I haven’t seen much of her in the news of late. Of course, I suppose that is to be expected, given the “mushroom cloud” hanging over our economy, the careening, out of control McCain campaign and then the presidential debate. She’s sort of been pushed out of the news cycle. I imagine she will be right back in, however, with the vice-presidential debate coming up. I am still sort of wondering if she is actually going to show up, or if they aren’t going to try to find a way to get her out of it. I am also wondering how hard Biden is going to be hitting her. There’s probably this Democratic “nice-guy” ethos that is still there. Can’t be seen being harsh with a lady, now can we? Especially a purty one.

But this isn’t really what I was thinking about this morning. I was more contemplating the psychotic nature of our news media. We lurch from subject to subject, in search of the next “high”. And it has to be bigger and better than the last high. That might not be so bad, except fo the fact that the last big story gets completely forgotten (e.g., Sarah Palin this week) when the next one comes up. Watching our press coverage is like watching a pack of frenetic chipmunks on a collective sugar high, bouncing off the walls, trying to keep up with each other.

We really have no public discourse these days, other than perhaps a few places like NPR or the News Hour on PBS. There doesn’t seem to be any measured, calm investigation of news stories, and there certainly isn’t much of a follow up. Of course, everyone really knows this already. I am hardly making earth-shattering observations here. But I can’t help but wonder where this is all going. If we cannot have seen the present situation from maybe 25 years ago, we certainly cannot tell where we might be in another 25 years. And that scares me.

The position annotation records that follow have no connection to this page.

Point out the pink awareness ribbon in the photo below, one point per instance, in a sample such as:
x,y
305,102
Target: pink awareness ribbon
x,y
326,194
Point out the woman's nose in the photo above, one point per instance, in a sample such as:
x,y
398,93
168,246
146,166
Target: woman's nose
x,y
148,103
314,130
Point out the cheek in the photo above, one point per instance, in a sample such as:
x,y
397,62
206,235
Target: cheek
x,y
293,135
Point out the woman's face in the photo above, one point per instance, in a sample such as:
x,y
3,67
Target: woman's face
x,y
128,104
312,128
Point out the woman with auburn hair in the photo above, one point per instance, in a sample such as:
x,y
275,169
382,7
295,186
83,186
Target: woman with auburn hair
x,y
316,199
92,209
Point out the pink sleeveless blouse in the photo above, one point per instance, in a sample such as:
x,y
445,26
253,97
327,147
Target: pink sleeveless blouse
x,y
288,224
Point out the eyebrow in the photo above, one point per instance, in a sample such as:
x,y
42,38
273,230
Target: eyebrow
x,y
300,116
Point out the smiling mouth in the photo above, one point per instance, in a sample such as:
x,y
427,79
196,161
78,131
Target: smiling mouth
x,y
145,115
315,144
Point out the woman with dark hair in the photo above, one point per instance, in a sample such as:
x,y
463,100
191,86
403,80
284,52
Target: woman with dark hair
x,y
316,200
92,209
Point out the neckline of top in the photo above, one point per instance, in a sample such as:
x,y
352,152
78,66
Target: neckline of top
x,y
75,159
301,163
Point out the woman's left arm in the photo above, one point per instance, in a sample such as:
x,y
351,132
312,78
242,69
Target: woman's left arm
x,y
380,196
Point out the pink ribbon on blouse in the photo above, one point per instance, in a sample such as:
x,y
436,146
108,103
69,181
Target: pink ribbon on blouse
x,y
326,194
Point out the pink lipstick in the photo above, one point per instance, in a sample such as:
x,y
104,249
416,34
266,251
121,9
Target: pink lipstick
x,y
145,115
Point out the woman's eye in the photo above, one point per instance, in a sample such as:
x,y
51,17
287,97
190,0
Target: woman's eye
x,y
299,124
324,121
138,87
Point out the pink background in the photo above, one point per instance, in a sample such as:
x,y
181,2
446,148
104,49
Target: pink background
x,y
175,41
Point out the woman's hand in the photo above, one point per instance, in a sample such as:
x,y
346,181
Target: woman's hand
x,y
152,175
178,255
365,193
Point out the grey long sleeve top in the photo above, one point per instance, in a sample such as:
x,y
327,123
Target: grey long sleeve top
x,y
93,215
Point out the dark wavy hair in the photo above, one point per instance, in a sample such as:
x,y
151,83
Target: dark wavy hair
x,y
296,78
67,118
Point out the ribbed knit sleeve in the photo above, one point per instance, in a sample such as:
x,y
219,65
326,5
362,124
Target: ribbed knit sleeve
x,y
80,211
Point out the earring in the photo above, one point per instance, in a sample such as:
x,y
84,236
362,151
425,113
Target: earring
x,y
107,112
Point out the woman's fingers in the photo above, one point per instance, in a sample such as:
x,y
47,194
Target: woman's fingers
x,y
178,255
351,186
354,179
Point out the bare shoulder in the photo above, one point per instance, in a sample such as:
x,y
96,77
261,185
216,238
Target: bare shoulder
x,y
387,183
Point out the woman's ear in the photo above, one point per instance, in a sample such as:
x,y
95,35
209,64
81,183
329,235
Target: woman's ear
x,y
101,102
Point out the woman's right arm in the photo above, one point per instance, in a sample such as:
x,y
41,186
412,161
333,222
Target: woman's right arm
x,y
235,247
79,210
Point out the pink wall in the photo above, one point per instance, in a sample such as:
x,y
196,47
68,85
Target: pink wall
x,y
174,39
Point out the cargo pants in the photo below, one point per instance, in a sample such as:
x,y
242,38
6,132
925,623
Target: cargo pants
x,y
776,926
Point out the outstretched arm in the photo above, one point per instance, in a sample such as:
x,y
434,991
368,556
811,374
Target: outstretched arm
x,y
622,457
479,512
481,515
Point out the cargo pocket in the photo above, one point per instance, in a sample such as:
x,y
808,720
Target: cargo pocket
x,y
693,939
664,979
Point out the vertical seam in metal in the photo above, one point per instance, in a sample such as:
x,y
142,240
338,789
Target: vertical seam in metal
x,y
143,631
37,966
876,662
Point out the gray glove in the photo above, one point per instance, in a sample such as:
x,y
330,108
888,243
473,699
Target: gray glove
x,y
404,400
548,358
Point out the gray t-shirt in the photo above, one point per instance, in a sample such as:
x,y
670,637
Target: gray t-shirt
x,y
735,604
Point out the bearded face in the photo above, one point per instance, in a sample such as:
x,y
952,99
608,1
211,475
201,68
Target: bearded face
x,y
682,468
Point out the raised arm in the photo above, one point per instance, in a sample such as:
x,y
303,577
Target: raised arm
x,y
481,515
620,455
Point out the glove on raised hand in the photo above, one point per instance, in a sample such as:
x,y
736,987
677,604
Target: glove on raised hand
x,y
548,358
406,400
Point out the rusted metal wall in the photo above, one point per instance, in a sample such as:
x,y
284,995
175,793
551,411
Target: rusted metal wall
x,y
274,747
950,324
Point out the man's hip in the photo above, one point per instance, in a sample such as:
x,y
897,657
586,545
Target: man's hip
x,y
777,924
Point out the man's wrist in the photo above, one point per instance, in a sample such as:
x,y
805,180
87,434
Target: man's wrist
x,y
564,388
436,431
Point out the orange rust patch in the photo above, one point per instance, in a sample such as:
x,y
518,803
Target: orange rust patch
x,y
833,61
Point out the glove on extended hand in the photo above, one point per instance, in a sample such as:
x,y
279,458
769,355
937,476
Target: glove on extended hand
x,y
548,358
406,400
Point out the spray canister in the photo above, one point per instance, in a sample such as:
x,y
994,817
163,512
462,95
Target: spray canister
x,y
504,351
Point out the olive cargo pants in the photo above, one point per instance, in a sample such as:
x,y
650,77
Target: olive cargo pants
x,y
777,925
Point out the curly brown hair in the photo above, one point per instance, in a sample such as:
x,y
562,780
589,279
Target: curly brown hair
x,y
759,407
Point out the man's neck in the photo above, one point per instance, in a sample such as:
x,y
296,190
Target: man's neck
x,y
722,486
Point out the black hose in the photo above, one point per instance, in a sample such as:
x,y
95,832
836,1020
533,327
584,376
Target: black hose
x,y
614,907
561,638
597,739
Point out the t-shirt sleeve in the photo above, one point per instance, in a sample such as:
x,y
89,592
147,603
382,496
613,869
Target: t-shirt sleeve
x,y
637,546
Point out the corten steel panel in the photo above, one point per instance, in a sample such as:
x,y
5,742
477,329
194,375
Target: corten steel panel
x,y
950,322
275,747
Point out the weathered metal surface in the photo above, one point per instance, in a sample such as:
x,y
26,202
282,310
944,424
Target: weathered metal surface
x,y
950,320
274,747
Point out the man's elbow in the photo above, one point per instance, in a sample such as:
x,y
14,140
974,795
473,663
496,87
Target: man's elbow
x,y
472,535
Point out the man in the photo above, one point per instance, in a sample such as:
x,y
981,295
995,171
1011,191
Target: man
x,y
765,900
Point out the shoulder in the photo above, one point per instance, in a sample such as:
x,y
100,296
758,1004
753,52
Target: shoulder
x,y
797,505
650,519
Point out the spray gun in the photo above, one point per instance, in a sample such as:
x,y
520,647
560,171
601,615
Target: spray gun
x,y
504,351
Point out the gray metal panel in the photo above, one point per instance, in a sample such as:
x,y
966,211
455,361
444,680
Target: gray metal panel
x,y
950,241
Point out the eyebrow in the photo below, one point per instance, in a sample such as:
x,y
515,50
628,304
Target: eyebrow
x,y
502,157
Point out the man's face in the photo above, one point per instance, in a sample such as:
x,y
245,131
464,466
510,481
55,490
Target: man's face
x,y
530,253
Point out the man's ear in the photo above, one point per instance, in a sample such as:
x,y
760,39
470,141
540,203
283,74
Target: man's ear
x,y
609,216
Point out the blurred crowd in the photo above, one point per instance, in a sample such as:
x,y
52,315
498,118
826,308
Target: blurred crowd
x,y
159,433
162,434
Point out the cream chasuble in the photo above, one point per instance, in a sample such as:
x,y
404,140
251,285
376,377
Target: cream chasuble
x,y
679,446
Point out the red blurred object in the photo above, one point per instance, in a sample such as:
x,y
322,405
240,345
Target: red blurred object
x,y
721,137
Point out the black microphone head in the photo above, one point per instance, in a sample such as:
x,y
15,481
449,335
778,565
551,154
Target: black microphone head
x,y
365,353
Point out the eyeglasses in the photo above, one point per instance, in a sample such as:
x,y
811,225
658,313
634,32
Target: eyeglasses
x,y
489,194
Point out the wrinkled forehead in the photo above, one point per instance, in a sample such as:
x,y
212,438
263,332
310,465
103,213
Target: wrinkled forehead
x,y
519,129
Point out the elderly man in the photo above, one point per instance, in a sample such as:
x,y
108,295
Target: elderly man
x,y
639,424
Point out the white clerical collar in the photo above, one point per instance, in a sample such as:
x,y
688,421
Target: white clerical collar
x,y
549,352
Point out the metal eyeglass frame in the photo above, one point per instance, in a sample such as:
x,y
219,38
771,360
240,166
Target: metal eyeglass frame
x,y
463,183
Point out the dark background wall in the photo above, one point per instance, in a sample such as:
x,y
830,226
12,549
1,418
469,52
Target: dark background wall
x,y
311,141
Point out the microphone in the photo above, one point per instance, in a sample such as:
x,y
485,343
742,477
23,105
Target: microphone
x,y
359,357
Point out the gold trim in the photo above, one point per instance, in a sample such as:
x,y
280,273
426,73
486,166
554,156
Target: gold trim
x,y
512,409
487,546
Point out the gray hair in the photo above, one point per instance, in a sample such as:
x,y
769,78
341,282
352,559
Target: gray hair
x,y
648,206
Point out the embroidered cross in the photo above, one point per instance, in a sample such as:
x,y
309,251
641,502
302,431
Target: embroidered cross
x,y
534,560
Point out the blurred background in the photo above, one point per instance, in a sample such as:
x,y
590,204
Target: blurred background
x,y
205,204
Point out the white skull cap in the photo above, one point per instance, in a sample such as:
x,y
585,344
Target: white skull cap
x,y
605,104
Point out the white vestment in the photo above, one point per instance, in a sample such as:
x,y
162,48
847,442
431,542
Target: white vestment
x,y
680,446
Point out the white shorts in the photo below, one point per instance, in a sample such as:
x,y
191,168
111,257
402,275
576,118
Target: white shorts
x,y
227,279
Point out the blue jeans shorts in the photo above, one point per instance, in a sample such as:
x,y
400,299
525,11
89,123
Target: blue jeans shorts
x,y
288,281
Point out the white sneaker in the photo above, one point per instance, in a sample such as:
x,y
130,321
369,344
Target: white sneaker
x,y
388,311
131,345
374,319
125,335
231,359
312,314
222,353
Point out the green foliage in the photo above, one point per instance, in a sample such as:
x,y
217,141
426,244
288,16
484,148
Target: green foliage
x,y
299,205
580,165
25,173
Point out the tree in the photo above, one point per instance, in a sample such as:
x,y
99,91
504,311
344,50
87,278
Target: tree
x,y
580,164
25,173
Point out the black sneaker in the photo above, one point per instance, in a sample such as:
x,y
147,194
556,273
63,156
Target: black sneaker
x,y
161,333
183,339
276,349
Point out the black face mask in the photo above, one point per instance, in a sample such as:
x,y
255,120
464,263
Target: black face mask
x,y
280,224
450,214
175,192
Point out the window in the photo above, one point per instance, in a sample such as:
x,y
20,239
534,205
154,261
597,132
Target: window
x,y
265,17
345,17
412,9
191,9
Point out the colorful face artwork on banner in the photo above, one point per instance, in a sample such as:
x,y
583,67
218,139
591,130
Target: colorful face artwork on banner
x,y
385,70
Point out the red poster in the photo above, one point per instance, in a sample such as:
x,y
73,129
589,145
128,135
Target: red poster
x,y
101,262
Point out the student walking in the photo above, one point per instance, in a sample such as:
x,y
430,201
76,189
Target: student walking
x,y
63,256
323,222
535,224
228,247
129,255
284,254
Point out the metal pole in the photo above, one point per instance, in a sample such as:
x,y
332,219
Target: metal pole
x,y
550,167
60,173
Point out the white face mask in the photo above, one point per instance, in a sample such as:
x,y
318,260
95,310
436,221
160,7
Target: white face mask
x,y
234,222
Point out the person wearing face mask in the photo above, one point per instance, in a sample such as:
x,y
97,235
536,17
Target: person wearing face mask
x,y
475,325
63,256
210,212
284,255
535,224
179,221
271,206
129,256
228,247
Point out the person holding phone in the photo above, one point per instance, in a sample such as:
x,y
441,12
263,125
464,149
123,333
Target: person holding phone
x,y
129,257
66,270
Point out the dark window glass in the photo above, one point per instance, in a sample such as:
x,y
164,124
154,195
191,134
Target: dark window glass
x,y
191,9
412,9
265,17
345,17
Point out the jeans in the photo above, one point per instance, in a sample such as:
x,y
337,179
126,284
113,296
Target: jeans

How our press covers the news does no one any service, in my mind, except for their Lords and Masters that demand a high rate of return on their investments. News departments are seen as being no different than any other business, like Disneyland, a fast food chain or a manufacturer of airplane parts. There really isn’t much of a concern for keeping the public informed. In fact, in many cases, I firmly believe that exactly the opposite is desired by the mega-corporations that own the news departments. I’ve written about this several times, such as here, here, here and here. Who knows what this all might look like in 25 years? We can speculate, but no one really has the slightest clue as to where this might end up. But I have a big-time suspicion that it isn’t going to be anything that has to do with keeping the public informed of what is really going on.

UPDATE: Good link here! Sometimes reporters and columnists (in this case, Frank Rich of the NYT) are paying attention and reporting on the truth.